Güncelleme Tarihi:
CHP Genel Başkanı Kemal Kılıçdaroğlu, Diyarbakır’da bir otelin toplantı salonunda, kentin kanaat önderi ve Yamaç Aşireti mensubu Aziz Elaldı’nın davetlisi olarak kahvaltıya katıldı. Kılıçdaroğlu burada yaptığı konuşmada, devletin dininin adalet olması gerektiğini, adaletin olmadığı yerde devletin de olamayacağını söyledi. Kılıçdaroğlu, “Biz güçlendirilmiş parlamenter sistemini yapalım derken aslında temel noktamız adalettir. Adalet olmalı. Bir milletin iradesi olmalı. İrade Türkiye Büyük Millet Meclisi'nde olduğu gibi yansıyabilmeli. Eğer milletin iradesiyle belediye başkanları seçildiyse belediye başkanları görevlerinden alınıp yerine kayyumlar atanmamalı” diye konuştu.

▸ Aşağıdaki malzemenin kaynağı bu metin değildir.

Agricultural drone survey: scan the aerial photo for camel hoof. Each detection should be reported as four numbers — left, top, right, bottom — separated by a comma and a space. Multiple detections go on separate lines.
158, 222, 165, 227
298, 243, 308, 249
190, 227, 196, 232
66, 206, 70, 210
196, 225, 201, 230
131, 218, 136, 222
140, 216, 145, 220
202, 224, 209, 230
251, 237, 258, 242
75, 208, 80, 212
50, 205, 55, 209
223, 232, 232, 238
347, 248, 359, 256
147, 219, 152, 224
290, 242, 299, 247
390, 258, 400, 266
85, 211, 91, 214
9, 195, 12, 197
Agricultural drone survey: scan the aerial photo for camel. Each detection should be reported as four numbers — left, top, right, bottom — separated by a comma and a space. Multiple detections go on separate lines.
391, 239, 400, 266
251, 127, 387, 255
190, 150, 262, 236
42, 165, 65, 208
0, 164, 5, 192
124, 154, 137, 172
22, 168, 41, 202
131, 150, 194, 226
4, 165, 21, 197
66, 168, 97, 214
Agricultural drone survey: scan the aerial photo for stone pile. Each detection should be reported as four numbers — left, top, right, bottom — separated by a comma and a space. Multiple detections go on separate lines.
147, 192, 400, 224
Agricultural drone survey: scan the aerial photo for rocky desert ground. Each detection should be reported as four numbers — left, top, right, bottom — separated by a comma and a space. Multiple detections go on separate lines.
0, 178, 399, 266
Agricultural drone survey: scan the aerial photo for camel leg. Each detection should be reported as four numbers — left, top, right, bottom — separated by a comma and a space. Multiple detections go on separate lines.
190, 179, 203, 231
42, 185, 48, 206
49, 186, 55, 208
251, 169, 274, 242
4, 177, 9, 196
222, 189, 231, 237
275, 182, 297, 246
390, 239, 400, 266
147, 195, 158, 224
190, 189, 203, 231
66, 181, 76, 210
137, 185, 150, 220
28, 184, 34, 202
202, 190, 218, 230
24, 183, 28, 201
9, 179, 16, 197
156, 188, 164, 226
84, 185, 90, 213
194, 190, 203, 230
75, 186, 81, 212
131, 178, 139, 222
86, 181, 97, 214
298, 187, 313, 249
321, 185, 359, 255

'DİYARBAKIRLILARLA GÜZEL BİR ATMOSFER İÇERİSİNDE BULUŞTUM'
Diyarbakır’da çeşitli temaslarda bulunduğunu ifade eden Kılıçdaroğlu, şöyle devam etti:
“Diyarbakırlılarla da güzel bir atmosfer içerisinde buluştum. Gençlerle buluştum, kadınlarla buluştum, kanaat önderleri ile buluştum, muhtarlarla buluştum. Dolayısıyla toplumun her kesimiyle buluştum. Toplumun her kesimiyle buluşmaya, toplumun her kesiminin sorunlarını dinlemeye, merak ettiklerini, acaba çözümü nedir bu sorunlarda dilimizin döndüğü kadar çözüm önerilerimizi anlatmaya gayret ettik. Daha sık geleceğiz Diyarbakır’a. Uzun yıllar ihmal ettiğimizi biliyorum. Diyarbakırlılar özellikle bu konuda sitem de ettiler. Neden bu konuda Diyarbakır’a daha fazla gelmiyorsunuz, neden bizi yalnız bıraktınız diye. Bundan sonra daha fazla geleceğiz. Oturup konuşacağız, dertleşeceğiz. Çünkü Türkiye’nin derdi sadece bizim derdimiz değil, hepimizin ortak derdidir. Hepimiz güzel bir ülkede yaşamak isteriz. Huzur içinde yaşamak isteriz. Bereketli sofralarımız olsun isteriz. Evlerimizde huzur olsun isteriz. Dolayısıyla eğer bir atmosferi birlikte yaratabilirsek güzel bir Türkiye’yi de inşa etmiş oluruz. Bütün bunların anahtarı demokrasiden geçiyor. Düşünceyi ifade özgürlüğünden geçiyor. Adaletten geçiyor. Kanaat önderlerimiz aşiretlerimizin büyükleri burada” dedi.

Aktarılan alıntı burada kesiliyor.